Not including major metropolitan areas, southern Maine has one of the highest concentrations of occupational therapists in the nation, according to Bureau of Labor statistics. Statewide, the annual mean wage for OTs in 2016 was $65,000.

“Our graduates are working in school systems, pediatric clinics, hospitals, nursing homes and long-term care centers. They are also working in more non-traditional roles – looking at care management for older adults or working in organizations focusing on health and wellness – so our students leave USM with diverse learning experiences,” Bickmore said.

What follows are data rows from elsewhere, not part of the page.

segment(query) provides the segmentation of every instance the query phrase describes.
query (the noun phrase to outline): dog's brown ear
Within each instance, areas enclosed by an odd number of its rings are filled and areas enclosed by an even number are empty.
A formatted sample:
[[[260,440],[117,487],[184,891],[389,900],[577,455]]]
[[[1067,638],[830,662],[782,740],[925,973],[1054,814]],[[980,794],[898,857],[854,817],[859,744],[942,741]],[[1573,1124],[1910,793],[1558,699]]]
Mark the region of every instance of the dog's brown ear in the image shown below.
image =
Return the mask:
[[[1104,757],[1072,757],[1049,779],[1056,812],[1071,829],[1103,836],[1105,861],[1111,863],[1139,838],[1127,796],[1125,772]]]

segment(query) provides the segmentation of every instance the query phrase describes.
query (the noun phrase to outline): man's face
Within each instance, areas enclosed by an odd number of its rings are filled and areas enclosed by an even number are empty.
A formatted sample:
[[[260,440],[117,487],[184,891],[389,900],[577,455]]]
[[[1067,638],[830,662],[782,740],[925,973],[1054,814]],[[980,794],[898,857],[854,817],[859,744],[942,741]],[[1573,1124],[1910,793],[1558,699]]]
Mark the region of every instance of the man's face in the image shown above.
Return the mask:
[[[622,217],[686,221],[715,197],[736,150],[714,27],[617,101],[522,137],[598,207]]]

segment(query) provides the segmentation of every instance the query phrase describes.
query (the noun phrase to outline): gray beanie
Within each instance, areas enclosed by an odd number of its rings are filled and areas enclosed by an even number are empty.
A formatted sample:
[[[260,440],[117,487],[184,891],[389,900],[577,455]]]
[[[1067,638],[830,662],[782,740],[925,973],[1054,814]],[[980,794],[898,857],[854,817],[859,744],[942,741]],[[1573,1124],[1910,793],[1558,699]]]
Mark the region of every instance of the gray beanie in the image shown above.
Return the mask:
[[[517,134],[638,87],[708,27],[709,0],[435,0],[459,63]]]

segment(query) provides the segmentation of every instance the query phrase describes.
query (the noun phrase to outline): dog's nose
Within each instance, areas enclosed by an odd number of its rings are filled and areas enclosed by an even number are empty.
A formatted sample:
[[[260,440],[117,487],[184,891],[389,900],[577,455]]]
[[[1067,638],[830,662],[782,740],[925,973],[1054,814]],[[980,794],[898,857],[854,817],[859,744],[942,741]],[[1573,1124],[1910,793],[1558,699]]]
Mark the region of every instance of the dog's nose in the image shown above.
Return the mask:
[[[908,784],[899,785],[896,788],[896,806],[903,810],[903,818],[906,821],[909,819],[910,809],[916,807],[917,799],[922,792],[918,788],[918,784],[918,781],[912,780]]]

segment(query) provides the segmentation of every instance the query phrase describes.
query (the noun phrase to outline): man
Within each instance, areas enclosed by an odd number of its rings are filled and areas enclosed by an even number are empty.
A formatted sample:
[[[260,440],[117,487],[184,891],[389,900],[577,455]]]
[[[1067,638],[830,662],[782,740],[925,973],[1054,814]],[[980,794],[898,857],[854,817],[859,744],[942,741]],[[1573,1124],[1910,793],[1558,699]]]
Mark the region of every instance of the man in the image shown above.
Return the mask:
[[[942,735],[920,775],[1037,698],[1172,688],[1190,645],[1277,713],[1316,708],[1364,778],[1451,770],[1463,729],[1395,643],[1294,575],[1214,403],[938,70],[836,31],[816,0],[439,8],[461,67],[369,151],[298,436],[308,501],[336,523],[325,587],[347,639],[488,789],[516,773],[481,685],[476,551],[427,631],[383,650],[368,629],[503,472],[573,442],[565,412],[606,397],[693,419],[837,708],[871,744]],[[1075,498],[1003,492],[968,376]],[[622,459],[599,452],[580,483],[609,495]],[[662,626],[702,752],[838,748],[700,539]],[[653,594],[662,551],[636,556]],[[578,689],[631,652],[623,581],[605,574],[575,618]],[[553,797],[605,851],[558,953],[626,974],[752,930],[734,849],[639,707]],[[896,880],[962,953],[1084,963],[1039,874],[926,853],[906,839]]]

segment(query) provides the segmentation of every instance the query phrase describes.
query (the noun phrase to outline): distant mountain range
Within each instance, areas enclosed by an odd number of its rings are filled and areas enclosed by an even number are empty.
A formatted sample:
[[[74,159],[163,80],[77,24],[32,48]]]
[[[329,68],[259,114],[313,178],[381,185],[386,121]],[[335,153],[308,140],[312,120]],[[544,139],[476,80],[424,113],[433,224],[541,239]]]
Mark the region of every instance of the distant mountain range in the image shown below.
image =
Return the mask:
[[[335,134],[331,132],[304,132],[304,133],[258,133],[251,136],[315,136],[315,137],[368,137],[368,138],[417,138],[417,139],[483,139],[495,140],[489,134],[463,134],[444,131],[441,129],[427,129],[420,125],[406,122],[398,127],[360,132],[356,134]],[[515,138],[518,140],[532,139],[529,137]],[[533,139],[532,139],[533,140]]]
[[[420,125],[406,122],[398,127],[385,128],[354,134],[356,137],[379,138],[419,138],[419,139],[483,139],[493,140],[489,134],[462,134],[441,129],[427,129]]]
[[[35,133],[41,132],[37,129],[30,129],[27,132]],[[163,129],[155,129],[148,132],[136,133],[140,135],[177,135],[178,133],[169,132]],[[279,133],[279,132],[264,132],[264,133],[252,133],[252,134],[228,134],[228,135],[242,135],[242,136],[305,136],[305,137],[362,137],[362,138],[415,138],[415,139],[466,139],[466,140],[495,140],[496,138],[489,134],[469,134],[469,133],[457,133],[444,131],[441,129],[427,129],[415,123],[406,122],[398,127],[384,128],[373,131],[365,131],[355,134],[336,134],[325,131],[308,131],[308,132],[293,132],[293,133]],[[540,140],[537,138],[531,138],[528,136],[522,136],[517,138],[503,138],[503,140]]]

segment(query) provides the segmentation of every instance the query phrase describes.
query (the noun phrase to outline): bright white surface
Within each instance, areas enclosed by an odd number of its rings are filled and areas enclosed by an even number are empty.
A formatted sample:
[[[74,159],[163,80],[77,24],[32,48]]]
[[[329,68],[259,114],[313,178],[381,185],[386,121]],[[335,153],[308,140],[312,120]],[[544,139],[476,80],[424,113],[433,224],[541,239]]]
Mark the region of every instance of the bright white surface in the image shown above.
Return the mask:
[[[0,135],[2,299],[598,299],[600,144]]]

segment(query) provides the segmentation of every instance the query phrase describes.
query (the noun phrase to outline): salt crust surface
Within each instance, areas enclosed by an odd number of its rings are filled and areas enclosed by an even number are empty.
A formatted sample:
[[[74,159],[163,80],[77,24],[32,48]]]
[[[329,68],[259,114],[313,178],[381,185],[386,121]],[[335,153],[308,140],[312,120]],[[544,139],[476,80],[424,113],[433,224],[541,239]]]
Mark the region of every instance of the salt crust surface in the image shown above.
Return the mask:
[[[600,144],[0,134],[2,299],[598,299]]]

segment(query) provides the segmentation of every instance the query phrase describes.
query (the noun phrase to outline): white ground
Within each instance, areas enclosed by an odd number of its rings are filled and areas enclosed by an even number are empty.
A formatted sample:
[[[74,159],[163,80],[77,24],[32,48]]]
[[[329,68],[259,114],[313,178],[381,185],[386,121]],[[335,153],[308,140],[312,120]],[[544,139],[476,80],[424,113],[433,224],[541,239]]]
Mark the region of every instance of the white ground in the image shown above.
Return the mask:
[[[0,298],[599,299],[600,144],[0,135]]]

Kristina Sabasteanski, a U.S. Army veteran and two-time Olympian in biathlon, graduated from the program in 2012.

“When I was a student in the program, I was always wondering where I was going to fit in the profession. I couldn’t picture myself in a 40-hour week in the same environment. That just didn’t seem to fit my personality,” Sabasteanski said.

So instead of going to work for someone else, she created the VAST (Veterans Adaptive Sports & Training) Program at Pineland Farms in New Gloucester. VAST offers free adaptive sports programming for veterans with physical disabilities, traumatic brain injury, and post-traumatic stress, or to veterans willing to volunteer.

The program gets veterans involved in activities such as archery, cross-country skiing, wheelchair basketball and cycling. Last year alone, VAST served more than 160 veterans with disabilities.

“Our goal is to improve the life-long health and well-being of veterans with disabilities, or really any veteran who wants to volunteer,” Sabasteanski said.

“We’ve had veterans that have come to us after attending one of our camps, or after some weekly sessions and say, ‘It’s like my entire life is shifting for the better — from one weekend. It’s crazy.’”

The principles of the VAST programming adhere to the principles of the OT framework by encompassing the roles, rituals and sense of camaraderie of fellow veterans. This results in unstructured therapy and lifelong results, Sabsteanski said. USM students play an integral role at VAST. They serve as volunteers and are willing learners who adapt to the environment, she said.

Brooke Lancaster, a 2016 graduate of the USM Master of Occupational Therapy program, said field experiences, including time spent at VAST, had a profound effect on her. Lancaster now works as an OT at Maine General Medical Center in Augusta.

“One of the days I was at the VAST program, a group of individuals from a local veterans’ home came to participate, and we were working with them to do archery,” Lancaster said.

“At the end of the activity, this older man turns and looks at me and my peer and he says, that was just great, thank you so much. I could have cried. It really resonated with everything they said to us in the program. It’s about engaging in the occupation and he was so grateful that we were able to help him do that.”

Fieldwork for students is essential for the development and success of future OTs, Bickmore said.

“We have level-one fieldwork which is happening simultaneously with coursework, it is very integrative, students are out in the community doing observation and hands-on experience,” she said. “And then toward the end of the program we have level-two fieldwork, which is the 12-week intensive with a supervisor who is an occupational therapist, and students really get to put all of that classroom knowledge into practice.”